Any who are hardened against the concept of reforms as somehow ultimately meaningless should take note that the restructuring of the US and world economy resulting from the "very significant" fiscal stimulus and nationalization programs – either launched or under consideration by most world economies and nations – will be vast and profound enough to cause all to catch their breath: None can say that they see exactly where it will end – but all are coming to see that failure to act, to experiment, to be prepared for bold action – poses the greatest peril. The work of the world to come will depend upon public investments made today on a scale never before imagined. Major institutional reforms take years to mature and almost always arise out of crisis, out of systemic failures of institutions of previous eras. They often require social revolution to be implemented. Just as the New Deal institutional reforms helped sustain three generations to higher standards of living than their parents could have dreamed, the forces that shape the institutional reforms arising out of the current crisis may likewise determine the progress and security of the next 50 years. How can our generation, and our youth in particular, be inspired to make the most of this world-changing moment for the futures sake? I submit the communist ideal of "from each according to his ability, to each according to their work" is the best one-line slogan that captures the essence of what the coming changes must achieve. The restoration of labor to its rightful share of national income and wealth, the universal application of equal rights under law, and the call to fulfill each person's highest aspirations and talents are all captured by it.

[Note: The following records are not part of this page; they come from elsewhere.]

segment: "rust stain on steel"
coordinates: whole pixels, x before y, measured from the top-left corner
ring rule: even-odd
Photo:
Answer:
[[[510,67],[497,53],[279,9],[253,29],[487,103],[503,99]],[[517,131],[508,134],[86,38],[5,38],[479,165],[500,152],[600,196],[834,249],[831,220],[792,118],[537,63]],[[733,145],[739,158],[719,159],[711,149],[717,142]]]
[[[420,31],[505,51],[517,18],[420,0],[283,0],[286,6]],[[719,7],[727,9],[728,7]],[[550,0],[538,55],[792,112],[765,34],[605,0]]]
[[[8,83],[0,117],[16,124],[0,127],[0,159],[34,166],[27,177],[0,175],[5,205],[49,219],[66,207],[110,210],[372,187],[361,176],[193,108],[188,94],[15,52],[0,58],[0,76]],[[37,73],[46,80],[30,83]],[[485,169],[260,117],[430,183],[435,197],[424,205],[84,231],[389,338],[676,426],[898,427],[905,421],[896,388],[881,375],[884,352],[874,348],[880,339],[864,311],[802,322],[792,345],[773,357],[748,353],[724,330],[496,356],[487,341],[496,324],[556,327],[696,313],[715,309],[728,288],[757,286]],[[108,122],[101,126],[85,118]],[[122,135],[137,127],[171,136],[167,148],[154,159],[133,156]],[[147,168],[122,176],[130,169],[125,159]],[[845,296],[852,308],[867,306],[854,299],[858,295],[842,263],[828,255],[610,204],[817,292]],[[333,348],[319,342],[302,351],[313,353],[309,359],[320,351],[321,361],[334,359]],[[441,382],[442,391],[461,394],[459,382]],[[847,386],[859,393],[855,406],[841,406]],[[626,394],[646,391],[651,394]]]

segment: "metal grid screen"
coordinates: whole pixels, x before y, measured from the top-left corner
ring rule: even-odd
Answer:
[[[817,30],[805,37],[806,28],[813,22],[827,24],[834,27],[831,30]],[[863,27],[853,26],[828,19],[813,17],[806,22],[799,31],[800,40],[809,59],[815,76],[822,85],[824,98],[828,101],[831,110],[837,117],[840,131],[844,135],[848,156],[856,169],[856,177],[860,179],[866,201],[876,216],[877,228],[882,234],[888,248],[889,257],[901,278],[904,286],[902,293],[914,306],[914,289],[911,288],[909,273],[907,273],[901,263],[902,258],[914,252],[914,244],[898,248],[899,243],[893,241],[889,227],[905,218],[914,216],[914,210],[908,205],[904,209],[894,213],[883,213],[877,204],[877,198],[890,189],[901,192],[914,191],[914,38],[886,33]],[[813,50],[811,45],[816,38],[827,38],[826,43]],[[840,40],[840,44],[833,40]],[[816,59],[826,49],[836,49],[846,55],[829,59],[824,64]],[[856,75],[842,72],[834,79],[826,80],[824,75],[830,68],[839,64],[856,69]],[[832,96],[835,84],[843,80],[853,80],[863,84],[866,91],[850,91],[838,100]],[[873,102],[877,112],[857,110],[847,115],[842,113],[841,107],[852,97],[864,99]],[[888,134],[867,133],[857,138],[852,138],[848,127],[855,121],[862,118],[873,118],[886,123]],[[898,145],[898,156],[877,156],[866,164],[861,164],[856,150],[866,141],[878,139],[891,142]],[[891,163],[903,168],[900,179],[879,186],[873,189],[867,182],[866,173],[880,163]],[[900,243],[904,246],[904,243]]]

From a socialist perspective, government has an additional role, not mentioned often in the Krugman debates, of becoming the employer of last resort – not just a lender or bailout or stimulus agent of last resort. In this regard, the expansion of national service proposals contained in the Obama campaign program need to be given more attention in the current range of stimulus proposals than they have so far gotten. In place of, or underneath, many of the transfer payment programs of the federal government, an employer of last resort program would put millions to work in national and regional service instead of paying unemployment benefits. In addition such service, similar to military service, would be rewarded with publicly financed retraining, higher education, health care and retirement support. As Hyman Minsky and the "post-Keynesians" have argued for years, employer-of-last-resort can be structured to be both non-inflationary AND the most potent stabilizing force counteracting the capitalism's inherent destabilizing forces of finance and innovation.

Lastly, even the most progressive reform agenda (and Krugman's Depression Economics is indeed that) may fall apart, or be brought to its knees, by insufficient attention to global imbalances and inequality. Arguably the greatest global stimulus should be directed at those countries with the greatest reserves, not deficits. In this sense, raising demand in China, India, Japan, Brazil, Malaysia, South Africa, not to mention the oil-rich nations, etc would have the greatest positive global impact – both on the emerging nations' workers' income, and on employment in deficit (US, UK, EU) nations – without aggravating dangers of yet another – even bigger – crisis as debt piles up ever higher, and global imbalances become worse. The dangers of insufficient global governance are nowhere more apparent than in the uneven stimulus actions and capabilities across both debtor and reserve nations, and the obstacles to necessary coordination that remain. Calls for a new Bretton Woods system regulating capital flows and exchange rate speculation are now widespread as the chaos from the collapse of the previous financial system proceeds with no end yet in sight.

Working class internationalism – expressed concretely in many more meetings and actions at all levels of workers and their organizations globally to develop a common ground agenda – was never more relevant:

Those who do the work of the world – have reason to be united!